Complete Whole Transcriptome Amplification Kit Protocol (WTA2)

Product Description
Components
Storage/Stability
Procedure
Troubleshooting Guide
Frequently Asked Questions
Materials
References
Publication

Product Description

WTA2, a Whole Transcriptome Amplification (WTA) method, allows for representative amplification of nanogram quantities of total RNA in less than 4 hours without 3'-bias. The resulting microgram quantities of product generated from tissue, cultured cells, formalin-fixed samples, or serum are suitable for downstream applications such as qPCR and microarray analyses. The Complete WTA Kit provides everything needed for amplification including the amplification enzyme.

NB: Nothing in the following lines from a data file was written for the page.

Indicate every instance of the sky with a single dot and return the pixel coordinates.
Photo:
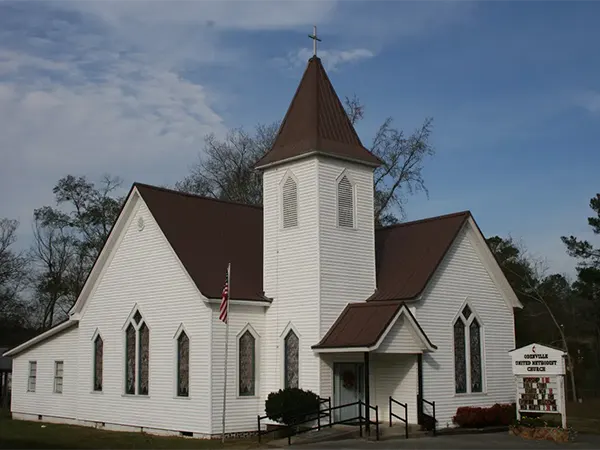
(131, 88)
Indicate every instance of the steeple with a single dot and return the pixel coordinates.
(316, 123)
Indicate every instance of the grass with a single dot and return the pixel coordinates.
(17, 435)
(583, 417)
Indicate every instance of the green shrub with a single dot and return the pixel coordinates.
(474, 417)
(292, 405)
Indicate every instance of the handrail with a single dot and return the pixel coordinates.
(432, 404)
(405, 419)
(326, 413)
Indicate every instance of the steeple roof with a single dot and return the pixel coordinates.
(316, 123)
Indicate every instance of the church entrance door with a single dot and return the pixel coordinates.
(348, 387)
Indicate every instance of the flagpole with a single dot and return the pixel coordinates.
(226, 351)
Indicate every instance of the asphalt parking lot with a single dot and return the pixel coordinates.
(456, 442)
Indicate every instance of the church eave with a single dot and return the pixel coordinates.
(317, 153)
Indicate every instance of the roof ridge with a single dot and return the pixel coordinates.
(198, 196)
(426, 219)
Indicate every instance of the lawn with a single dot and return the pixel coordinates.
(17, 435)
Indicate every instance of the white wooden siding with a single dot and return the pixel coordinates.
(144, 271)
(462, 274)
(241, 411)
(400, 339)
(44, 401)
(291, 275)
(347, 255)
(396, 376)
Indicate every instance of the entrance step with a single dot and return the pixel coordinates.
(397, 431)
(341, 432)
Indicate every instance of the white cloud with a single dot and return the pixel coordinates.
(232, 14)
(96, 86)
(134, 126)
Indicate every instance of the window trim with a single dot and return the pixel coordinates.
(345, 173)
(288, 174)
(137, 359)
(95, 336)
(467, 323)
(181, 330)
(283, 336)
(56, 377)
(32, 363)
(255, 363)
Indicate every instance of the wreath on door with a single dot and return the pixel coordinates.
(349, 379)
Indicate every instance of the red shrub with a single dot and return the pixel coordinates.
(475, 417)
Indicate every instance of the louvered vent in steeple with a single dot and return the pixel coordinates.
(290, 203)
(345, 203)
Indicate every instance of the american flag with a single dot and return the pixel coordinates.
(224, 308)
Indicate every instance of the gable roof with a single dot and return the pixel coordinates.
(364, 326)
(207, 234)
(5, 361)
(408, 254)
(316, 122)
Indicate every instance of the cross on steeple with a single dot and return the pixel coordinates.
(315, 39)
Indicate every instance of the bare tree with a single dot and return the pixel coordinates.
(403, 157)
(552, 293)
(13, 274)
(68, 239)
(225, 168)
(53, 251)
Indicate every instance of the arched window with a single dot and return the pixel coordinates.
(98, 360)
(291, 360)
(468, 373)
(183, 365)
(247, 364)
(290, 203)
(137, 356)
(345, 203)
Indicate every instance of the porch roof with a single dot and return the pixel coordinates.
(364, 326)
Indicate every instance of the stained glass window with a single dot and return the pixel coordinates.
(58, 376)
(32, 376)
(246, 363)
(460, 363)
(183, 365)
(291, 360)
(144, 357)
(466, 311)
(130, 360)
(98, 356)
(475, 342)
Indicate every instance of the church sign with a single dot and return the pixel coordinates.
(540, 372)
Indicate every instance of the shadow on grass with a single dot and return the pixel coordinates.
(10, 444)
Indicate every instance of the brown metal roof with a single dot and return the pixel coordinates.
(316, 122)
(360, 325)
(207, 234)
(408, 254)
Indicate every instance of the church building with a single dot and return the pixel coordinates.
(320, 299)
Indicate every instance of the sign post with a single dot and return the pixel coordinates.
(540, 377)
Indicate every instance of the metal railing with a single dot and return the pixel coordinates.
(402, 419)
(293, 430)
(431, 418)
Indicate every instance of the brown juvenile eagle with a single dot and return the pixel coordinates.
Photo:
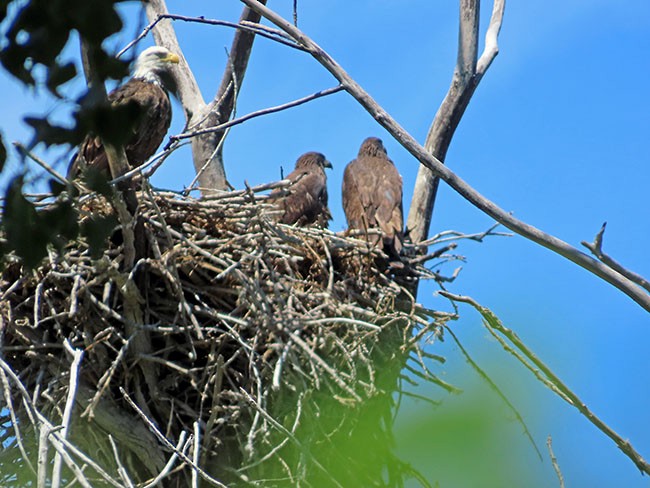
(306, 202)
(147, 89)
(372, 195)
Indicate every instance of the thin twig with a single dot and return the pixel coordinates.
(492, 322)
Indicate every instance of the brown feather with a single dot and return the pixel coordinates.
(306, 202)
(154, 121)
(372, 194)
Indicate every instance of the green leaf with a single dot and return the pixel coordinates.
(22, 226)
(96, 181)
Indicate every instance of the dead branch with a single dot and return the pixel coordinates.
(257, 113)
(467, 76)
(596, 249)
(452, 179)
(207, 146)
(229, 300)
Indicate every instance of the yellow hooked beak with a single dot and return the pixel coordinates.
(172, 58)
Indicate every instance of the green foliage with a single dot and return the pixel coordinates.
(36, 33)
(40, 30)
(28, 232)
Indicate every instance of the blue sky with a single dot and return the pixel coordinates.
(557, 133)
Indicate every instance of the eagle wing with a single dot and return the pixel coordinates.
(372, 197)
(306, 202)
(149, 130)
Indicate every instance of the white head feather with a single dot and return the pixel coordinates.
(154, 62)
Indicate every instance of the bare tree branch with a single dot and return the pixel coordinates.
(467, 76)
(257, 113)
(596, 249)
(438, 168)
(187, 89)
(206, 147)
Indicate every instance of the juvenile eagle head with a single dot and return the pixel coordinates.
(373, 146)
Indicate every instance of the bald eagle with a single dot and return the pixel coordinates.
(146, 89)
(306, 202)
(372, 195)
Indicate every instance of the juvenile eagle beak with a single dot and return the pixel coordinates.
(172, 58)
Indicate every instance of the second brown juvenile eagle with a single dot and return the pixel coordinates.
(372, 195)
(306, 202)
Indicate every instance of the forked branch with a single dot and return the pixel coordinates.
(206, 148)
(467, 76)
(439, 169)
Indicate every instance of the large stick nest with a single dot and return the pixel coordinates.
(225, 331)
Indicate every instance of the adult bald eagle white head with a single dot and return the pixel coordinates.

The WTA process involves two steps. In the first step, sample RNA is reverse transcribed with primers composed of a semi-degenerate 3' end and a universal 5' end. As polymerization proceeds, displaced single strands serve as new templates for primer annealing and extension. The resultant cDNA library, composed of random, overlapping fragments flanked by universal end sequence, is then amplified by PCR with the universal primer to produce WTA product. Product size ranges from 100–1000 bases when amplifying intact RNA, and typically smaller for degraded RNA.

Components

Storage/Stability

All components should be stored at –20 °C. When thawed for use, components should be kept on ice. Stability of the WTA Library Synthesis Enzyme will be affected if stored warmer than –20 °C or allowed to remain for long periods at temperatures over 4 °C. RNA sample (not included) should be thawed on ice.

Procedure

Following this procedure should produce 25-40 µg of WTAmplicon, starting from 5-25 ng of high quality total RNA. Typically, 5- to 10-fold more input RNA is recommended when isolated from FFPE tissues. Reactions can be scaled up or down to accommodate preparation of necessary quantities of final product.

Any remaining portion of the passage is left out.